Er selbst, der Datenschutzbeauftragte der Europäischen Union, hat insofern keine eigenen Zuständigkeiten, sondern wird allenfalls bei der Kommission anregen können, in dieser Sache tätig zu werden. Die Kommission würde sich, wie bei jedem Vertragsverletzungsverfahren, zunächst einmal an die Bundesrepublik Deutschland wenden müssen, gegen die sich ein etwaiges Vertragsverletzungsverfahren auch richten würde.
Wir sind nach meinem Empfinden - das sage ich jetzt in meiner Funktion als Europaminister - weit davon entfernt. Es ist noch einmal ein Weckruf von der europäischen Ebene. Auch der Ministerpräsident hatte vor geraumer Zeit schon einmal auf diese denkbaren Zusammenhänge hingewiesen. Denn wir bewegen uns ja auf der Grundlage der europäischen Richtlinien, die in Deutschland so transformiert worden sind, dass sie hier unmittelbar gelten.
Viel mehr kann ich jetzt aus der Sicht der Landesregierung nicht dazu sagen. Ich habe das volle Vertrauen in den Landtag von Sachsen-Anhalt, dass diese Frage geklärt werden wird.
(Zustimmung bei der CDU)
Henriette Quade (DIE LINKE):
Herr Minister, nun gehe ich davon aus, dass die Landesregierung ein großes Interesse daran hat, dass die Stelle des Datenschutzbeauftragten besetzt wird,
(Guido Kosmehl, FDP: Nicht nur die Landesregierung, wir alle!)
und dass sie in einem regelmäßigen Kontakt mit den regierungstragenden Fraktionen steht, die die Nichtwahl bisher immer wieder herbeigeführt haben.
(Zurufe von Guido Kosmehl, FDP, und von der CDU)
Insofern würde ich Sie bitten, erstens noch einmal die Folgen eines möglichen Vertragsverletzungsverfahrens und zweitens den Zeitplan der Landesregierung zur Besetzung der Stelle des Datenschutzbeauftragten darzustellen.
(Anne-Marie Keding, CDU: Wieso?
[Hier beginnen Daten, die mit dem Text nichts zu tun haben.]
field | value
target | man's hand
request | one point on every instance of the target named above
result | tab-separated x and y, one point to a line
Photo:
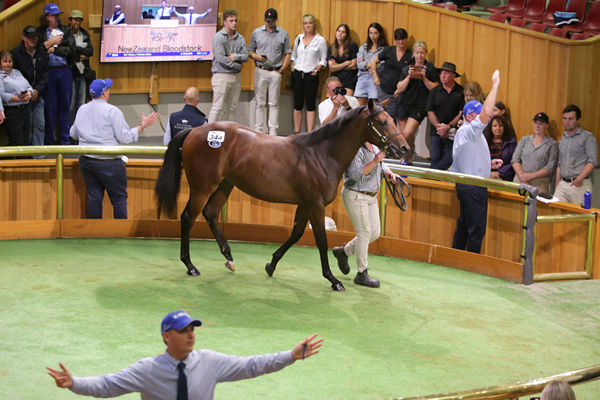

Das ist unser Zeitplan! - Zuruf von Guido Kosmehl, FDP - Unruhe bei der CDU und bei der LINKEN)
Präsident Dr. Gunnar Schellenberger:
Ich würde Sie um Ruhe bitten. Herr Robra möchte antworten und seine Sicht der Dinge darstellen.
Rainer Robra (Staats- und Kulturminister):
Wie ein Vertragsverletzungsverfahren abläuft, dürfte allgemein bekannt sein.
(Zuruf von der AfD: Nö!)
Deutschland hat schon verschiedene Stadien in Vertragsverletzungsverfahren durchlaufen. Selten ist ein Vertragsverletzungsverfahren bis zum Abschluss gediehen, der dann ja beim Europäischen Gerichtshof läge. Insofern, glaube ich, erübrigt es sich, dass ich hier allgemeine Ausführungen zum Vertragsverletzungsverfahren und seinem denkbaren Verlauf mache.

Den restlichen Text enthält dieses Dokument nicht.